The Junior Classical League (JCL) continues to thrive in North Dakota and Wisconsin.  North Dakota students attended the NJCL convention in Norman, Oklahoma in the summer of 2000 and plan to attend the convention in New Orleans this summer.  The North Dakota JCL convention will be held on March 22-23 at Grand Forks Red River High School.  Along with the usual academic testing, certamen, graphic arts, and creative arts, there will be a new “Romecoming” activity.  225 students from 16 high schools in Wisconsin attended the Wisconsin JCL convention on January 26-27, 2001 at UW-Madison.  On April 6, approximately 300 Latin students from around Wisconsin will gather at the Historical Society of Wisconsin in Madison to see persona presentations by Bernard Barcio and Donna Wright of Pompeiana, Inc.; CPL has generously furnished $200 to cover the cost of the auditorium. 

 

In the southeast corner of Minnesota a certamen hiemale is held annually; this year (January 20) it attracted students from four different secondary schools, competing at three different levels.  Winning teams will receive new traveling trophies, funded by CAM, for their schools.  CAM also gives monetary prizes to Minnesota students who score a 39 or 40 on the National Latin Exam.  Even without that incentive, several North Dakota students have won NLE scholarships over the past five years.  Students at Ben Franklin Junior High in Fargo, ND, took the National Myth Exam for the first time this spring; David Volk hopes to make this a yearly tradition and expand it to other schools in North Dakota.

 

For National Latin Week in April, the North Dakotans are planning activities geared to elementary school students.  Meanwhile, in Minnesota, Anne Groton and her troupe of St.
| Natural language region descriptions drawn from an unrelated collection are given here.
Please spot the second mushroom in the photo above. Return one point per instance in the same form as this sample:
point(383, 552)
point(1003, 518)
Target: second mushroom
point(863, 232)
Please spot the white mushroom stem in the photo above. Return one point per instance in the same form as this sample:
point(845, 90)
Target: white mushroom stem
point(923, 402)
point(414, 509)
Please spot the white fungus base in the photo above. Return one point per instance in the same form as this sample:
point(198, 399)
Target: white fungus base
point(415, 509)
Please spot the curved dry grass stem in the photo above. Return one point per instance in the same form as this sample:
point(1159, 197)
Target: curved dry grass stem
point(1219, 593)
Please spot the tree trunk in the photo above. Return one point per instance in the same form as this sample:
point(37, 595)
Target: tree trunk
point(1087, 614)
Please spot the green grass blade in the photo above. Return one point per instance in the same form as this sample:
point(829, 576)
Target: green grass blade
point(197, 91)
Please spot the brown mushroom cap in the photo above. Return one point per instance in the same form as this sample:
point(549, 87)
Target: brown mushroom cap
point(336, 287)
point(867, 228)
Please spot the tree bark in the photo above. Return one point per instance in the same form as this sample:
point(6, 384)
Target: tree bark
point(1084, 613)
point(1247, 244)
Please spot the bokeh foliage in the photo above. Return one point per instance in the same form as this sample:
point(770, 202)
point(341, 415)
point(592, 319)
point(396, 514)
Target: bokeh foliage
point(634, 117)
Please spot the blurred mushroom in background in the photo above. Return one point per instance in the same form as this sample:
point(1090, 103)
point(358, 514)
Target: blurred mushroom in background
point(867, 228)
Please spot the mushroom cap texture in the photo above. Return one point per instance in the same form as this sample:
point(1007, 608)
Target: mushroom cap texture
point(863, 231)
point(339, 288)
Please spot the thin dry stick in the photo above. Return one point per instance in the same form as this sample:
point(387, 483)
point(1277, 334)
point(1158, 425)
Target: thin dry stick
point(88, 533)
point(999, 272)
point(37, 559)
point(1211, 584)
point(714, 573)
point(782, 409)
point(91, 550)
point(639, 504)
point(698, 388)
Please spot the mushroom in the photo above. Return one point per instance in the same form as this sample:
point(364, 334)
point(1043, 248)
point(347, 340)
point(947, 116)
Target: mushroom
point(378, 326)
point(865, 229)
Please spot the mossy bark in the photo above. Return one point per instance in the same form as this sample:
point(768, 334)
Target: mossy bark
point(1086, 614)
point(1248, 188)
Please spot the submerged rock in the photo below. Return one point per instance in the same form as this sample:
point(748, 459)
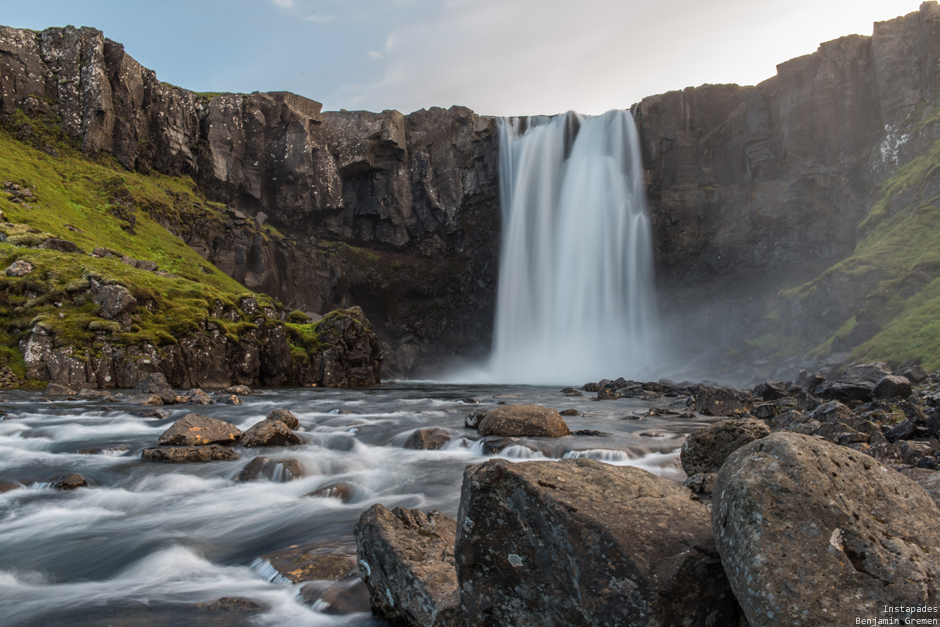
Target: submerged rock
point(578, 542)
point(707, 449)
point(872, 534)
point(269, 433)
point(428, 439)
point(189, 454)
point(199, 430)
point(524, 421)
point(406, 558)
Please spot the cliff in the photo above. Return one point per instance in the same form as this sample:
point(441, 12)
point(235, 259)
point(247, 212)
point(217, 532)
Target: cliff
point(757, 193)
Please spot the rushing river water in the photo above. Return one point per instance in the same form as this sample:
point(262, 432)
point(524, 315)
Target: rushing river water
point(147, 540)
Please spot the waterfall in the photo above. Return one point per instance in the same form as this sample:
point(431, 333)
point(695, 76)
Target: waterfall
point(576, 300)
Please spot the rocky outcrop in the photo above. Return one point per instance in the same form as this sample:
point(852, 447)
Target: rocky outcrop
point(872, 534)
point(523, 421)
point(406, 558)
point(705, 450)
point(578, 542)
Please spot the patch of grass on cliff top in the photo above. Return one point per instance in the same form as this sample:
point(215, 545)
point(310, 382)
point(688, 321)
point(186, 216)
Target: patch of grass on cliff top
point(902, 251)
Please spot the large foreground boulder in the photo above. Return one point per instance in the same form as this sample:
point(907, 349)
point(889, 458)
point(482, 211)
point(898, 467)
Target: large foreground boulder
point(812, 533)
point(199, 430)
point(524, 421)
point(406, 558)
point(705, 450)
point(578, 542)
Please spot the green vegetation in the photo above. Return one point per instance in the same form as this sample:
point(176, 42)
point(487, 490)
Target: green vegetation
point(898, 261)
point(94, 202)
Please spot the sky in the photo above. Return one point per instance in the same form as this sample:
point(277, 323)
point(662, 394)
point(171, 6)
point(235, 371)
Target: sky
point(498, 57)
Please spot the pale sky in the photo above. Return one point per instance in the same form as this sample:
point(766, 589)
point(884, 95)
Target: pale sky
point(498, 57)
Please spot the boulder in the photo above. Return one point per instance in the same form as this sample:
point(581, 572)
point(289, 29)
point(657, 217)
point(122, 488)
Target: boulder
point(406, 558)
point(892, 387)
point(277, 470)
point(856, 384)
point(715, 401)
point(189, 454)
point(474, 418)
point(199, 430)
point(113, 300)
point(156, 383)
point(61, 245)
point(578, 542)
point(67, 481)
point(427, 439)
point(269, 433)
point(871, 532)
point(284, 416)
point(523, 421)
point(707, 449)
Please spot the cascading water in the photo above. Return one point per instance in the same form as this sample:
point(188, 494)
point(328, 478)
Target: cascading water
point(576, 299)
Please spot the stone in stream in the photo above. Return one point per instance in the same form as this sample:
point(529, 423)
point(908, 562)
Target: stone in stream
point(812, 533)
point(524, 421)
point(707, 449)
point(285, 416)
point(199, 430)
point(578, 542)
point(269, 433)
point(406, 558)
point(277, 470)
point(189, 454)
point(428, 439)
point(717, 401)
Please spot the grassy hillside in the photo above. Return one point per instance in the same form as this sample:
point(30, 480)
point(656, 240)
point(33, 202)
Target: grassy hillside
point(899, 256)
point(97, 203)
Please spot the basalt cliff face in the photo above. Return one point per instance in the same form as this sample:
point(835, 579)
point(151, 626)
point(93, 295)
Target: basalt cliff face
point(396, 213)
point(752, 189)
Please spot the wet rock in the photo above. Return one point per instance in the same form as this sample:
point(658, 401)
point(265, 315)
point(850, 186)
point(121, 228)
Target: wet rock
point(702, 483)
point(156, 383)
point(915, 374)
point(771, 391)
point(61, 245)
point(344, 597)
point(279, 470)
point(892, 387)
point(149, 400)
point(636, 548)
point(494, 444)
point(284, 416)
point(189, 454)
point(856, 384)
point(312, 562)
point(427, 439)
point(705, 450)
point(54, 389)
point(68, 481)
point(474, 418)
point(19, 268)
point(269, 433)
point(199, 430)
point(341, 491)
point(113, 300)
point(871, 533)
point(716, 401)
point(524, 421)
point(406, 558)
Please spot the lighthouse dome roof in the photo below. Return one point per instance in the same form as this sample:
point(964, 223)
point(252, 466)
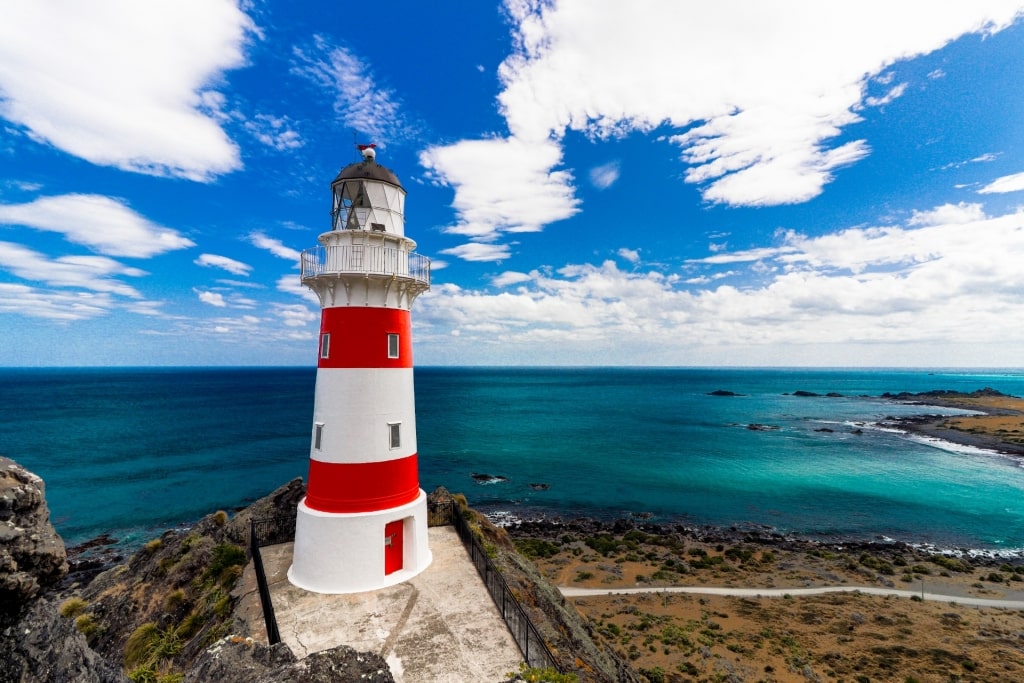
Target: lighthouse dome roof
point(370, 169)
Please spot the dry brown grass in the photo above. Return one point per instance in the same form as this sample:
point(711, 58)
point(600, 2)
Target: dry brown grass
point(849, 637)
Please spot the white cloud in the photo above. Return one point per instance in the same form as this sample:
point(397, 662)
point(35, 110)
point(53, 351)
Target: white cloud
point(101, 223)
point(948, 213)
point(275, 247)
point(771, 89)
point(631, 255)
point(476, 251)
point(275, 132)
point(60, 306)
point(605, 175)
point(360, 101)
point(758, 92)
point(96, 273)
point(955, 283)
point(502, 185)
point(887, 98)
point(229, 264)
point(212, 298)
point(128, 84)
point(510, 278)
point(1008, 183)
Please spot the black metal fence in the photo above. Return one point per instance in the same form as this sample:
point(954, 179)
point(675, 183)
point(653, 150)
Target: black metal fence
point(535, 650)
point(268, 531)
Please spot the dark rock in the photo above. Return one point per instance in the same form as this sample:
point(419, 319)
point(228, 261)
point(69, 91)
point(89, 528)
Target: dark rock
point(32, 555)
point(37, 644)
point(488, 478)
point(45, 647)
point(236, 659)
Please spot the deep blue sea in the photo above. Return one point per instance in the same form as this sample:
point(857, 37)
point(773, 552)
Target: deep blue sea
point(133, 452)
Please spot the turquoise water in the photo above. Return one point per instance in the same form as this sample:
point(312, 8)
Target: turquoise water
point(133, 452)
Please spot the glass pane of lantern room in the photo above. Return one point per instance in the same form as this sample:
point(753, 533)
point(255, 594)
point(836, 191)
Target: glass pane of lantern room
point(352, 191)
point(375, 193)
point(393, 197)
Olaf College Classics students will be taking their production of Plautus' Pseudolus on the road to four nearby schools (Minneapolis South High School, Edina High School, Schaeffer Academy in Rochester, and Gustavus Adolphus College) before two evening performances at St. Olaf (April 26-28).  Concordia College's Latin Days in early May will round out the academic year.

 

During the past year the Department of Classics at UW-Madison has sponsored a graduate student conference on “The Journey in Antiquity” along with lectures by Roger Bagnall (keynote speaker for the annual meeting of the Ancient Historians Association), Stanley Burstein and Frank Holt (Edson Lectures), John Dobbins and Andrea Berlin  (AIA Lectures), Seth Shein, Jon D. Mikalson, Maria Wyke, Ellen Millender, Sergio Cassali, and Richard Thomas.  Among the many guest speakers at the University of Minnesota this year, one was “shared” with St. Olaf College and Carleton College:  Ralph Rosen (University of Pennsylvania) gave a talk at St. Olaf on February 22, at the University of Minnesota the next day.  Co-sponsorship is a win-win, cost-efficient way for schools in relatively remote locations to bring distinguished visitors, whom they could not otherwise afford, to their campuses.  Other regions might give it a try.

 

All of these successes would be enhanced if more ways could be devised for Classicists in these four states to collaborate; at the moment they do little more than inform one another of events in their home territories and often not until after those events have taken place!  Much more could be done to promote and publicize Latin in classrooms, at meetings of school boards and school officials, as well as at the state government level.